In Reply to: Prophecies about the Calamity posted by Jonah Winters on November 21, 2000 at 00:47:53:

0 From:
>Date: Tue, 21 Nov 2000 17:47:21 EST
Subject: Re: Calamities

It is good to get such a hearty response. I have long waited to research this
and other even less reasonable "facts" that have floated in my learning for
decades. For example, I was told a story obout a believer who asked
>Baha'u'llah about the after-life. After much insisting, Baha'u'llah told him
of the beauty that was awaiting us all, with the strict instruction that he
>must still wait out his mortal life. However, as you might suspect, the tale
goes on to say that the picture painted was so wonderful that the believer
>took his life despite his vow. Again, this is the sort of tale that sounds
very farfetched. I am convinced that it is.

Gerald Cole

I'm inclined to believe this one. I've heard at least two separate stories about believers taking their lives, and one of them -- Nabil, the author of Dawnbreakers who drowned himself after Baha'u'llah's passing -- is well documented.

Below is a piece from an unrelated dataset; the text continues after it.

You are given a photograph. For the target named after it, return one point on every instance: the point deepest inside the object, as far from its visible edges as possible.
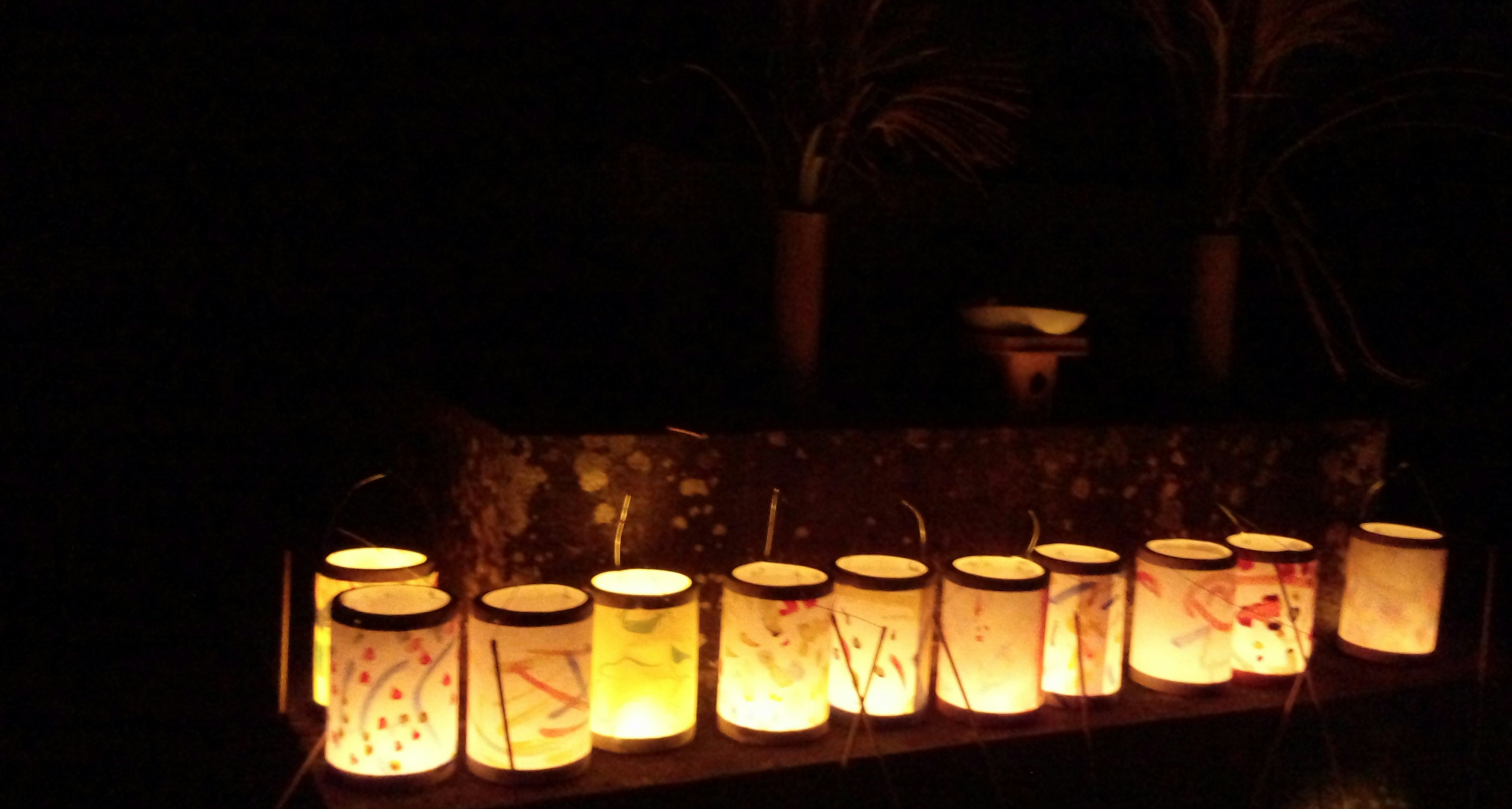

There are a couple other things that lend credence to stories such as this one. One, the whole phenomenon of martyrdom in religion can be seen as a form of ritualized suicide which elevates the believer's life to one of transcendent meaning, which of course is probably a desire everyone shares. And we know that there were many joyous martyrs in the early history of the Babi and Baha'i faiths.

As well, sociologist Max Weber spoke of religious charisma, which my dictionary defines as "A rare personal quality attributed to leaders who arouse fervent popular devotion and enthusiasm." It seems that the founders of all major religions had such charisma that their believers sometimes lost their own senses, to a certain extent. (The mystics, of course, are most famous for this.) Or, to put it a gentler way, the times of the Manifestations -- esp. while in their near presence -- were so powerful and tumultuous that our normal rational notions of sensible vs. irrational have to be suspended.

Regarding hearsay and legend in general, one Baha'i did his doctoral dissertation on "Kitab-i-Hearsay." I'll see if he can share a copy for posting online.